London Marriott,
10-13 Grosvenor Square,
London,
W1K 6JP
0872 261 0204
Note: Calls cost 10p per min plus network extras.
The ViewLondon Review
Gone are the days when Jason Atherton was making a name for himself as the main Maze man, but a spot on atmosphere and cuts to rival the recent swathe of quality steakhouse openings ensures that this place won’t be left in the shade.
The Venue
Housed discretely within a grand Victorian terrace, Maze Grill certainly looks the part, and if you can grab yourself a window seat then you’ll be able to gaze out over Grosvenor Square, watching the well-heeled step out of their expensive cars and saunter toward one of the many salubrious local venues. And this is certainly one of them, with the kind of sophisticated look you’d expect from the area, balanced nicely by the kind of relaxed feel you’d expect from a steakhouse. Immaculate service, dazzling glassware and crisp linen keep things formal, whilst swooping chrome lampshades, an open kitchen and olive leather banquette seating give a gentle little nod to the New York steakhouse influence.
The Atmosphere
As with many venues over this way, it’s filled with an international mix, so expect to hear well-to-do accents from all over the world talking about exploring the capital or discussing Very Important Deals. Even though its location and pedigree insist on a certain refinement, the steakhouse feel ensures it’s a mile away from the haughty atmosphere some might expect. The staff are lovely, helpful and well-drilled, from the waiters and sommelier right through to the skilled hands in the kitchen who’ll happily take you for a tour of their impressive – and very hot – workplace.
The Food
The steaks are obviously impressive thanks to the sourcing of some very high quality cow, so get ready to tuck into cuts from grain-fed Casterbridge, the grass-fed Hereford and Aberdeen Angus, and USDA graded corn-fed Creekstone from our special friends over the Atlantic. The pick of the bunch though (if you can afford it – it’s sold at market price which is usually about £90 per steak), is the Wagyu ‘9th grade’ Gold style from Australia. A 10oz sirloin of this lucky cow (they’re massaged daily) is beautifully marbled, with the fat melting into meat that becomes almost unfeasibly soft and flavoursome. The handiwork in the kitchen obviously helps, with a perfectly thin layer of char giving the perfect amount of bitterness to sweet meat that, even if you only try it once, is worth every penny. A fillet of the Hereford (£30) doesn’t compare, but is still very good indeed, and every bit the match of the Goodmans and the Hawksmoors of the world.

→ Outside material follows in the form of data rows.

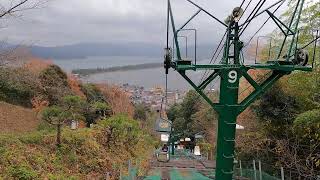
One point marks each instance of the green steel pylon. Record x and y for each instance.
(230, 71)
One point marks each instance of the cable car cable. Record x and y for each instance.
(254, 12)
(214, 54)
(264, 24)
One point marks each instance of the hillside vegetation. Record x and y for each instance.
(84, 153)
(39, 99)
(15, 119)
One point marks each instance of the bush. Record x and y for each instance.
(22, 172)
(84, 152)
(17, 86)
(55, 84)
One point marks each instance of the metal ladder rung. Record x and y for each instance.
(228, 157)
(229, 140)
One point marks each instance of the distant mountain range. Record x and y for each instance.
(98, 49)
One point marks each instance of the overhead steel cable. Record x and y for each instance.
(253, 13)
(213, 57)
(263, 24)
(214, 54)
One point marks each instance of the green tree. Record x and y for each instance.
(70, 109)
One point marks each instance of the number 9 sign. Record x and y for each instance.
(233, 76)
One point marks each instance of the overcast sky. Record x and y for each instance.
(63, 22)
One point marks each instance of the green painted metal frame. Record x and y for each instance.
(230, 74)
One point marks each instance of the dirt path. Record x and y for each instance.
(182, 168)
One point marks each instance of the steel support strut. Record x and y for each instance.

The accompanying sides (£4) are excellent, with some seriously good fries and spinach with gruyere being the highlights, but there are some things Maze Grill doesn’t quite do perfectly. The crispy soft shell crab starter (£12) can be a little limp, though the spicy mayonnaise is very nice, and the Ortiz anchovies, confit tomato, olives and toasted sourdough (£9.50) is simple and a little uninspiring. However, ignore these starters and go instead for the delicate, impeccably balanced combination of beetroot cured salmon with golden beets and horseradish (£14); small but exceptional. Desserts are good, with a chocolate brownie with vanilla ice cream and chocolate sauce (£9) being suitably decadent, but the selection of British cheeses (£10.50) are an absolute must thanks to a well-sourced selection that’s left out for long enough and served with Madeira jelly and divine homemade chutney.
The Drinks
A lengthy, comprehensive wine list handily categorised into colour and countries makes things a lot easier, but the sommelier is superb anyway, so feel free to leave yourself in his very capable hands (he might even suggest – correctly - that a sherry will work perfectly with the anchovy and sourdough starter). The list obviously extends into the extravagant, but there are plenty of affordable options, especially amongst all those reds keeping the carnivores quaffing. There’s a perfectly good Chilean organic Cabernet Sauvignon from Soleus at a very reasonable £24, with a Vina Hormigas Malbec Reserva at £52 representing Argentina very well indeed. More excellent examples come from Italy, the US, Spain and Portugal, but if you do want to flash the cash then there’s plenty of scope to do just that.
The Last Word
It might not be as fashionable as some of its steakhouse competition but the meat is every bit the match, served with the kind of sophistication and elegance that you should expect from somewhere with a postcode as prestigious as this.